A French person would have enjoyed haphazardly chucking his wrapper into the land of “someone else.”

Getting back to my neighborhood, the other day as I was pushing Claire in her stroller, uphill during le mistral (super strong winds) and Eva held my hand and the two of us dodged poop together, a gust of wind blew some plastic bags into our faces and then the bags wrapped themselves around the stroller wheels. I cursed the garbage while Eva and I tried to free the wheels. And then that remark from my neighbor popped into my head again, “This is a very sought after neighborhood.”

So, I couldn’t help but raise this topic while my husband sprayed the shit off the sidewalk in front of our door the other morning. “Is this a rich neighborhood?” I asked. “Marie said people here have loads of money. Is this supposed to be a nice neighborhood?”

“This is not a fancy area. It is nice and affordable for middle-class families. That is why it is sought after. God, I hate when people make comments like your friend. She doesn’t know what she’s talking about. You know where the fancy areas are, we visited them.”

“I know, but, I’m just wondering what a French person’s standard of nice is. Sometimes this feels like fucking third world,” I said. After living in shiny Orange County and clean Scottsdale, my standards are nothing like a French person but still, could it be that contrasted? I mean is this it? Is this “as good as it gets”?

So, I need to keep searching for some explanation to calm my nerves. I want an answer that will let me say, “Yes! Now I get it. That’s why it’s like this.” So, I have one last theory and it is related to the French mascot, le coq, the rooster.
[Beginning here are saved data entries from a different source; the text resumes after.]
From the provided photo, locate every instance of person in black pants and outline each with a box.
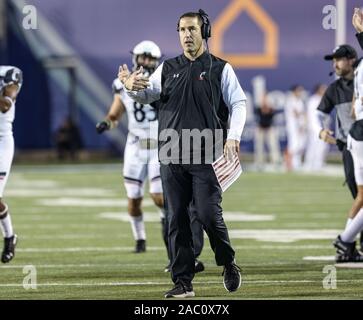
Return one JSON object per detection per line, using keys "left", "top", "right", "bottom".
{"left": 162, "top": 198, "right": 205, "bottom": 273}
{"left": 119, "top": 10, "right": 246, "bottom": 298}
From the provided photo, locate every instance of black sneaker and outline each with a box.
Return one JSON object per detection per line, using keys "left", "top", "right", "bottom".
{"left": 195, "top": 260, "right": 205, "bottom": 273}
{"left": 222, "top": 262, "right": 242, "bottom": 292}
{"left": 1, "top": 235, "right": 17, "bottom": 263}
{"left": 164, "top": 282, "right": 195, "bottom": 298}
{"left": 333, "top": 235, "right": 363, "bottom": 263}
{"left": 134, "top": 239, "right": 146, "bottom": 253}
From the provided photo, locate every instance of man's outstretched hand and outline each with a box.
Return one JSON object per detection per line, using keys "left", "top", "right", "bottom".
{"left": 118, "top": 65, "right": 149, "bottom": 91}
{"left": 353, "top": 8, "right": 363, "bottom": 33}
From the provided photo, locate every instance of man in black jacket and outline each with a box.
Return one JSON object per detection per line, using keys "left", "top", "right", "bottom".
{"left": 119, "top": 10, "right": 246, "bottom": 298}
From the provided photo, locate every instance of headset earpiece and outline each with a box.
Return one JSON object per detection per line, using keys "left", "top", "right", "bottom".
{"left": 198, "top": 9, "right": 211, "bottom": 40}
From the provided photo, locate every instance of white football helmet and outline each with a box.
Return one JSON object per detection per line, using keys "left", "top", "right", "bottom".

First, let’s look at how France chose le coq. Who came up with this mascot? Was it a round table full of noblemen preparing their soldiers for a battle?

“Beloved knights and warriors, we have a battle to fight. Our colored flag is no longer enough. We need a mascot like the other territories! The English have the bulldog. The Welsh have…the leek! Let’s choose something fitting for us.”

“Here! Here!,” agree the men.

“No matter what happens, we will remain impervious. No matter how many bloody bodies of our own we shall be standing amongst, we shall persevere. No matter how much human feces and waste are left in our path, we shall stand proud!”

“Yeah!Yeah!” scream the men.

“I anoint each one of you in oil…and his highness’ feces,” he holds up a golden platter with a mound of crap. “We shall sing even while standing in our own shit!”

The men whistle and cheer!

“Therefore, we choose le coq, the rooster, because the rooster is the only animal who still sings while standing in his own shit.”

“Here! Here!”

And voilĂ ! I think I cracked the case. I feel better.

4 comments:

Jeeves said...

funny ending about the mascot! you might be on to something with the idea that the french, not only shit on collective responsibility, but are also "proud to be scatological"...

French Cannes Cannes said...

It rained here today which means that Cannes' crap is now soggy and runny - good times! I hop along the sidewalk and sometimes have to run into people because I'm always looking down. ps - Jeeves- I love your name.

Sunny Life said...

Sadly I think I'm leaning towards the science of scatology myself...

CraigM said...

Did you say "shat?" I am so glad to finally know the past tense of shit.

Now, if we could only get people to quit saying "viruses."

Don't educated people know the word is "virii?"

Can't comment any more. I am off to tell the world that the past tense of shit is not shitted.